Monday, June 5, 2017

FIVE THINGS YOU CAN’T RECOVER IN LIFE

Somewhere I came across a wise bit of advice in which I was reminded that there are five things we cannot recover once we’ve said or done any one of them. Once said, once done, there is no going back in time to undo what we would like to undue. It’s too late for that and all we can do is mourn our failing and rue our foolishness.

What are those five things? First, we cannot recover a stone after it is tossed. How often have we thrown stones at others believing, for instance, that they were guilty of something, and then learned to our embarrassment that they were innocent? We should never be the one to throw the first stone and, more often than not, should not throw any stones at all. For, if the truth were known, if stones were tossed only at the guilty, we would be feeling the pain of stones ourselves.

Secondly, we cannot recover a spoken word. Don’t we all know that! Who hasn’t open his or her mouth without first reflecting about what is going to come out of that mouth? We all also know that the old saying about sticks and stones hurting us but not words know that that is a lie.

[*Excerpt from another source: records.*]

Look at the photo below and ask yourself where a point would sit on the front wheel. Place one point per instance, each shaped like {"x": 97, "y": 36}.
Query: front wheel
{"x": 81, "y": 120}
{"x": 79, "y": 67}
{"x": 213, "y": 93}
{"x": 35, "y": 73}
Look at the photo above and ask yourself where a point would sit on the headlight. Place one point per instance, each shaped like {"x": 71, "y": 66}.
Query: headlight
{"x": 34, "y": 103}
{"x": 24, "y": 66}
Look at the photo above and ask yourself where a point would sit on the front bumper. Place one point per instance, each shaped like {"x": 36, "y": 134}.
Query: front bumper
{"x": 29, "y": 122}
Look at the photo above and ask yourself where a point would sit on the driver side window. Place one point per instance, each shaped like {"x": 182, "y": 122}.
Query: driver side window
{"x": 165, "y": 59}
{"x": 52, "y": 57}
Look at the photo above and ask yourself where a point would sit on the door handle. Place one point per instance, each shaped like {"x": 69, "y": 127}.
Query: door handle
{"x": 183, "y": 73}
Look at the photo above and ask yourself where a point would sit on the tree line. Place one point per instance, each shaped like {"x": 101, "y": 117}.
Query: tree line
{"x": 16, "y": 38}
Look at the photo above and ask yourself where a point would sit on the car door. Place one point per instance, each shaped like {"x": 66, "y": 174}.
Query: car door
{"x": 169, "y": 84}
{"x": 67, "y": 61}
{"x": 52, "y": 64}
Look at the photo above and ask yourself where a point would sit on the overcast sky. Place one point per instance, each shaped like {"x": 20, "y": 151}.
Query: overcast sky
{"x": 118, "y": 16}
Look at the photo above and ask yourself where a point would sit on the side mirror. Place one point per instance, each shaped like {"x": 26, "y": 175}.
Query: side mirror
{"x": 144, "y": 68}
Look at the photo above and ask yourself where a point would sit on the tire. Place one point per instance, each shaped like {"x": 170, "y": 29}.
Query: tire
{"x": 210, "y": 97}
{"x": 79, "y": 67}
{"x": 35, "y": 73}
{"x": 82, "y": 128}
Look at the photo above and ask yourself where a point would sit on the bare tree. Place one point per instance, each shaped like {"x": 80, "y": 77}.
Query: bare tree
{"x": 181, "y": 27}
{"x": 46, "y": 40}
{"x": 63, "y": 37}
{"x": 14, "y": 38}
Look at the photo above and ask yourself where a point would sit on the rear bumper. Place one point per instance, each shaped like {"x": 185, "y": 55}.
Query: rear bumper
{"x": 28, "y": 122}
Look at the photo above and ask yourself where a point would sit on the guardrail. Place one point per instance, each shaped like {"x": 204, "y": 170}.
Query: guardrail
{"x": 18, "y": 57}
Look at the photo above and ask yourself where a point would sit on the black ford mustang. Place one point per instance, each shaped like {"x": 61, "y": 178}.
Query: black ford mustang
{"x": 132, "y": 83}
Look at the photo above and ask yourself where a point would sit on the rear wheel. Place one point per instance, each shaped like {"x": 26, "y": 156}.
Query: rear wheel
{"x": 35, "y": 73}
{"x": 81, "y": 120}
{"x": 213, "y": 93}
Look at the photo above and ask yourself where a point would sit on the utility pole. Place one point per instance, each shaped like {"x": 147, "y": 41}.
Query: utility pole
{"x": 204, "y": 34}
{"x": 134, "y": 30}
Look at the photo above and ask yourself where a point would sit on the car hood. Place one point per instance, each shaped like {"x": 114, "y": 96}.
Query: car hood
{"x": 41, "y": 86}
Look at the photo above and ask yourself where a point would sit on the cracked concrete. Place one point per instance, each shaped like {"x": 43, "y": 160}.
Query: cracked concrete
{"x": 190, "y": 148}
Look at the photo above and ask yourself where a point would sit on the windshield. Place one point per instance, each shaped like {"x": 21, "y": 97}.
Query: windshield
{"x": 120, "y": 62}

Words hurt and the hurt worse and longer than the pain any stone can inflict.

Thirdly, once we’ve missed the boat, we’ve missed the boat. It’s not going to turn around and come back to pick us up. In other words, we cannot recover an occasion after it has passed. We know that and more often than not we have no one else to blame when we’ve known ahead of time that we were to be somewhere and simply, well, missed the boat.

Fourth, we cannot go back in time, recover time after it is gone. Yesterday is passed and in the past. If we waste the present, it is wasted. That does not mean that we have to be active every waking moment. What it does mean is that when we are given only so much time to do something and waste the time in between, we cannot ask that we be given more time. It is gone.

And finally, and perhaps most importantly, we cannot recover a person after he or she is gone. It’s too late to do what we knew we should have done but did not and now the person has died and we can’t say what we wanted to say. If we’ve thrown a stone we should not have, if we said something that hurt, if we missed an opportunity to be there in support, if we put off doing what we said we would do, if we’ve done any or all of that and the person has died, it’s now too late.

We only go around once. And we know that. So why do we think we will be given another opportunity to take back that stone or that word, to be where we should have been or do what we should have done? Sometimes that opportunity is given to us. But we should not expect it to happen nor should it have to happen.


If we would only be attentive to what we say and do, what things we are called upon to do and places where we should be and people we should see, we would save ourselves much grief. If only!